I feel like an utter dope.
I have been indulging in some really amazing bloggage for the past month or so, jamming on what people have to say and feeling this angst-like urge to "go and do likewise." The question is, do I have anything to say? If you read this, just cut me some slack 'cause I am sooo an amatuer.
Once upon a time I had a thick skin and a lousy mouth. Back in the day I had a few piercings, a funky hairdo and plenty of attitude. I still have the tattoos. I've got some scar tissue in my mouth and a few bone spurs from hairline fractures to remind me why it is important to marry wisely. There is an unknowable amount of damage to my ears , nose and throat due to sniffing crystal and her bastard half-sister crank. Prbably minimal damage due to the alcoholism... the main problem was really the meth. I am told that after 7-8 years the lungs of a smoker become clean as if the smoking had never happened. If this is true then WOOOHOO!
That was once upon a time and poor Mr. Dadguy still laughs and shakes his head in wonderment whenever I have occasion to mention just about any of this.
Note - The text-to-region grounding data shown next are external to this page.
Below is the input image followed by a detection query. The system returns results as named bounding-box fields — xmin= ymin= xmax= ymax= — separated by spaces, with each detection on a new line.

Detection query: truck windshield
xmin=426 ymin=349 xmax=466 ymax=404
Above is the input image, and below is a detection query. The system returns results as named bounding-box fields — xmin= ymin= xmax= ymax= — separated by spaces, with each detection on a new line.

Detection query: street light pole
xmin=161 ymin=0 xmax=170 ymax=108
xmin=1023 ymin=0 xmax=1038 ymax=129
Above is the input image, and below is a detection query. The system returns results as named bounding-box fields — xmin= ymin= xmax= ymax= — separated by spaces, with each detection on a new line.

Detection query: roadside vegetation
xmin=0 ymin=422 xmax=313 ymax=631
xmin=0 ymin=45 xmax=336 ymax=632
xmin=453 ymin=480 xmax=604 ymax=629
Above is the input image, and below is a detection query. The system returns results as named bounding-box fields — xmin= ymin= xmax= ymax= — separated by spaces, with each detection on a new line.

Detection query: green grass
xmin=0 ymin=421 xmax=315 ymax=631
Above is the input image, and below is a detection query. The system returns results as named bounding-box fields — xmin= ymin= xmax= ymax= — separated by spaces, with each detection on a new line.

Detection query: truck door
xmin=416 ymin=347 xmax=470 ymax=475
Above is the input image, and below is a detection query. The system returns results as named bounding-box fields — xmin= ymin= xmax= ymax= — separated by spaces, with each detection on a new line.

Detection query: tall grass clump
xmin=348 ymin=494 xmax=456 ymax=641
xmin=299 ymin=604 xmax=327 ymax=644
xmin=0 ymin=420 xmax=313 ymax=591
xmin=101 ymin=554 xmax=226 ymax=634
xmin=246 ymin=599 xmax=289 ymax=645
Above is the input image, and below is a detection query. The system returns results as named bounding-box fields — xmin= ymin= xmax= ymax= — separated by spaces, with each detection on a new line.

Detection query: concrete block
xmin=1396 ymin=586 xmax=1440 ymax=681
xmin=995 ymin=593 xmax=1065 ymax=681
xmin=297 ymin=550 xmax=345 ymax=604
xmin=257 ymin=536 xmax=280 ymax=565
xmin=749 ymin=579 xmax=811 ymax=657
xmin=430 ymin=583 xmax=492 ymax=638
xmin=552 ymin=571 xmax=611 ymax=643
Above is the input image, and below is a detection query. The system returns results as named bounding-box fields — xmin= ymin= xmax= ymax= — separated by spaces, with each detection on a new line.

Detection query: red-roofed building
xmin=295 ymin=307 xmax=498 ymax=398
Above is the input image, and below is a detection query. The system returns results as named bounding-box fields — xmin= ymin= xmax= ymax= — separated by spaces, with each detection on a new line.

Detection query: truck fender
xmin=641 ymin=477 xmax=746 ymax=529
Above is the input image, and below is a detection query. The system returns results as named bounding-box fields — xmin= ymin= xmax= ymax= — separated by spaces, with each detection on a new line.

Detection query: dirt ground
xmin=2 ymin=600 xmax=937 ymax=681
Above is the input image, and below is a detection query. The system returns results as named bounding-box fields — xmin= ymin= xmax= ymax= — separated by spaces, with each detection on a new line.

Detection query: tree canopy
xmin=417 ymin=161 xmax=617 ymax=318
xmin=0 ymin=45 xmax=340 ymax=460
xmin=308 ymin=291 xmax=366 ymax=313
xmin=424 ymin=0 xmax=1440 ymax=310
Frankly I like the fact that he looks at me and cannot see it. K, well except the tattoos and those become strangely invisible after a while. I'm sure that sometimes I will refer back to past items along these lines.... I'm just sayin' I don't wanna shock ya.
This coming April 6 I will have been married to Mr. Dadguy for six years and I love him way more today than I ever have. It still blows me away that this amazing man wanted to marry me... that he did marry me and that we now get to live our ever after that really is HAPPILY!
We have a three and a half year old girlie that I will call "Birdie," a year and a half year old named "LaLa" and what the ultrasound guy assures me is a third girlie on the way. Due in three weeks as a matter of fact. Shoot me in the head if she actually drags it out that long.